The resident doctors had recently embarked on a seven-day warning strike to demand the rescue of their colleague, Dr. Ganiyat Popoola, who was kidnapped almost nine months ago at the National Eye Centre, Kaduna.
In response, the Federal Government expressed disappointment at the doctors’ decision, stating that they would lose seven days’ pay.
However, in an interview with our correspondent on Sunday, Wida, a NARD leader, said, “As you all know what we stand for, we don’t blink when it comes to what we pursue, and we are not negotiating it. If removing from our salary will make us have our colleague back, which was the reason why we went on strike, we see this as the least sacrifice we can make to ensure that our colleague is back. Because for us, what is the whole salary to the life of our colleague? We do not see that as important.

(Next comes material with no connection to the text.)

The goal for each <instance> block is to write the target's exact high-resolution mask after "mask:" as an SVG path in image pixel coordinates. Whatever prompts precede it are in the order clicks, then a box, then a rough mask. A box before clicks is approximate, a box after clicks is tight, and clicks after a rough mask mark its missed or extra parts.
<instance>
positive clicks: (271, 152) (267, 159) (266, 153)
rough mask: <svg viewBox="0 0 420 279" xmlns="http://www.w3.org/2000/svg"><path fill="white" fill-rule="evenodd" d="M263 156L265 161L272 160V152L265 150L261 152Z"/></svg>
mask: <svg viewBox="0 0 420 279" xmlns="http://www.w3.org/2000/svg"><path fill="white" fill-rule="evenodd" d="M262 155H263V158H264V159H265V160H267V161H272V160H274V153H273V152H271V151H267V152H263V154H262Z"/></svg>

“The life of our colleague is more important than the amount of money they are going to remove from the salaries of the doctors. Is this demand too much to ask for the life of somebody who is in agony and daily pain because she is a doctor?

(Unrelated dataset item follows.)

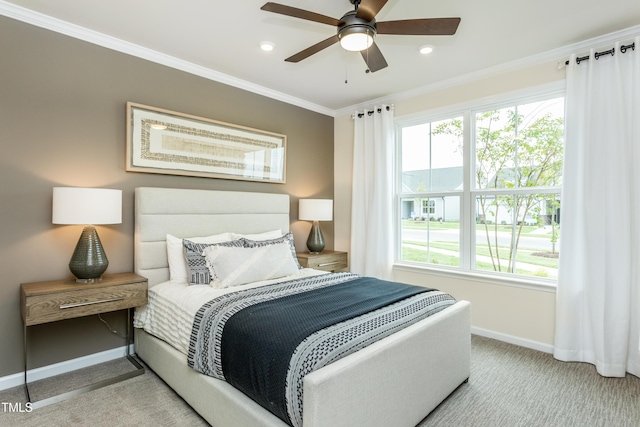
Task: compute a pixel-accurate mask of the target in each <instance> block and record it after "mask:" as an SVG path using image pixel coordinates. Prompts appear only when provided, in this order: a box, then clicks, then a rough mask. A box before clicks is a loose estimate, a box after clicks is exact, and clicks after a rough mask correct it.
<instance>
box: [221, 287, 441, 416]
mask: <svg viewBox="0 0 640 427" xmlns="http://www.w3.org/2000/svg"><path fill="white" fill-rule="evenodd" d="M429 290H431V289H426V288H423V287H417V286H409V285H401V284H398V283H394V282H386V281H382V280H377V279H373V278H370V277H364V278H359V279H355V280H352V281H350V282H346V283H342V284H340V285H337V286H330V287H327V288H321V289H316V290H313V291H308V292H304V293H301V294H296V295H290V296H286V297H283V298H278V299H276V300H272V301H267V302H263V303H260V304H256V305H253V306H251V307H247V308H245V309H244V310H242V311H240V312H238V313H236V314H235V315H233V316H232V317H231V318H230V319H229V320H228V321H227V324H226V326H225V328H224V334H223V335H222V366H223V371H224V376H225V379H226V380H227V381H228V382H229V383H230V384H232V385H233V386H235V387H236V388H238V389H239V390H241V391H242V392H243V393H245V394H247V395H249V396H251V398H252V399H254V400H255V401H256V402H258V403H259V404H260V405H262V406H264V407H265V408H268V409H269V410H270V411H271V412H272V413H274V414H275V415H277V416H278V417H279V418H281V419H282V420H284V421H285V422H287V423H290V420H289V417H288V415H287V410H286V405H285V401H284V389H285V379H286V373H287V370H288V368H289V361H290V360H291V355H292V354H293V352H294V351H295V349H296V348H297V347H298V345H299V344H300V342H301V341H302V340H304V339H305V338H306V337H308V336H309V335H311V334H313V333H314V332H317V331H318V330H320V329H323V328H326V327H327V326H330V325H333V324H336V323H339V322H343V321H345V320H347V319H352V318H354V317H356V316H360V315H362V314H364V313H368V312H370V311H373V310H377V309H379V308H381V307H384V306H387V305H389V304H393V303H394V302H397V301H399V300H402V299H405V298H407V297H410V296H413V295H416V294H418V293H422V292H427V291H429Z"/></svg>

“So you can see how insensitive this government is. Instead of addressing the main issue, they are trying to see how they can threaten us with the ‘no work, no pay’ policy. But I can assure you, our members don’t care. At the end of the day, if that can be done, then we can succeed in bringing back our colleague. We are far more satisfied than having our salary removed and having our colleague back. It is not something that we would have any regret for.”
Wida added that the association would not back down on its demand.
“Before we went on the strike, we knew those threats from the government. We are ready to pursue all our demands, we are ready for this,” he stated.